MEDIAPUBLIKA.com – Transparansi dalam pengelolaan anggaran pemerintah, terutama terkait publikasi, menjadi sorotan utama dalam pemerintahan baru di bawah Presiden Prabowo Subianto.
Alokasi anggaran yang adil bagi media massa yang profesional dan berlisensi resmi harus diutamakan untuk menjaga kredibilitas dan menghindari penyalahgunaan anggaran yang sering terjadi.
Media yang menjalankan fungsi kontrol sosial memiliki peran vital dalam mendorong akuntabilitas pemerintah. Namun, praktik diskriminasi dalam alokasi anggaran publikasi oleh pemerintah daerah masih sering terjadi.
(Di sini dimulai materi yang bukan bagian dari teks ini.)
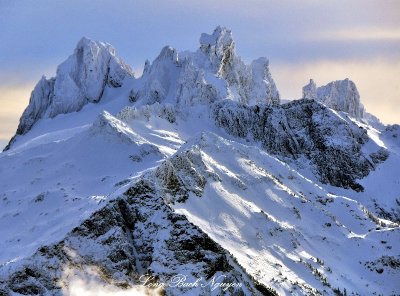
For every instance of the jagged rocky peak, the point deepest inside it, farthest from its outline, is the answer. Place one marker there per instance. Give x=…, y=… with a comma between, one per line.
x=340, y=95
x=219, y=47
x=310, y=90
x=81, y=79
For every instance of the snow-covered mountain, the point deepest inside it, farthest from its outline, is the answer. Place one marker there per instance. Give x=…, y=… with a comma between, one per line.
x=196, y=169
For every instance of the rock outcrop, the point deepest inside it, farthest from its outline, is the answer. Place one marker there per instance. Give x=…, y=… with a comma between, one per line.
x=303, y=128
x=340, y=95
x=80, y=80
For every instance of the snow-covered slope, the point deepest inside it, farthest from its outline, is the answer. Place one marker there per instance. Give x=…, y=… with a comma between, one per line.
x=340, y=95
x=195, y=169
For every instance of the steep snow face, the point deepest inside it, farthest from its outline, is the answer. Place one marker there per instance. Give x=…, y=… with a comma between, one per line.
x=81, y=79
x=303, y=129
x=289, y=184
x=212, y=73
x=340, y=95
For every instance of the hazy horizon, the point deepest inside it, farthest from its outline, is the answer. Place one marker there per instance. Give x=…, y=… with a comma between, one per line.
x=325, y=41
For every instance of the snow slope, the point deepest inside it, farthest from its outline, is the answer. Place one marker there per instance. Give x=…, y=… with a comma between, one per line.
x=195, y=168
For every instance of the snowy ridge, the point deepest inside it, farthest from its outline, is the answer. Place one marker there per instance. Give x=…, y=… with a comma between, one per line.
x=196, y=168
x=81, y=79
x=340, y=95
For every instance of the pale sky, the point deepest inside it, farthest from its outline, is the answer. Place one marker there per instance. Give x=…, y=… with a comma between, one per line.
x=323, y=40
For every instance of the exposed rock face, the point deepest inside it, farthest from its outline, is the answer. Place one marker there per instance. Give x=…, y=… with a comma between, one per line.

Banyak media profesional, meskipun memenuhi syarat hukum, kerap kali diabaikan dalam pembagian anggaran, terutama di tingkat daerah.
Menurut Darmawan, S.H., M.H., Ketua DPD PWRI Provinsi Lampung, tidak boleh ada lagi diskriminasi dalam alokasi anggaran. “Semua media, terutama yang profesional dan sesuai aturan, harus mendapat porsi yang adil,” jelasnya.
Lebih lanjut, ia menekankan bahwa media memiliki peran strategis dalam menentukan maju mundurnya sebuah negara/Daerah melalui transparansi informasi.
“Media/Pers sebagai pilar keempat Demokrasi di Indonesia, mempunyai peran yang sangat strategis dalam menentukan maju mundurnya sebuah negara ataupun Daerah,” tegas Darmawan.
Presiden Prabowo Subianto, dalam pidato perdananya, juga menegaskan komitmen pemerintah untuk memberantas korupsi, termasuk dalam hal pengelolaan anggaran negara.
“Kita harus memastikan bahwa setiap rupiah anggaran negara digunakan untuk kesejahteraan rakyat, bukan untuk memperkaya segelintir orang,” ujar Prabowo.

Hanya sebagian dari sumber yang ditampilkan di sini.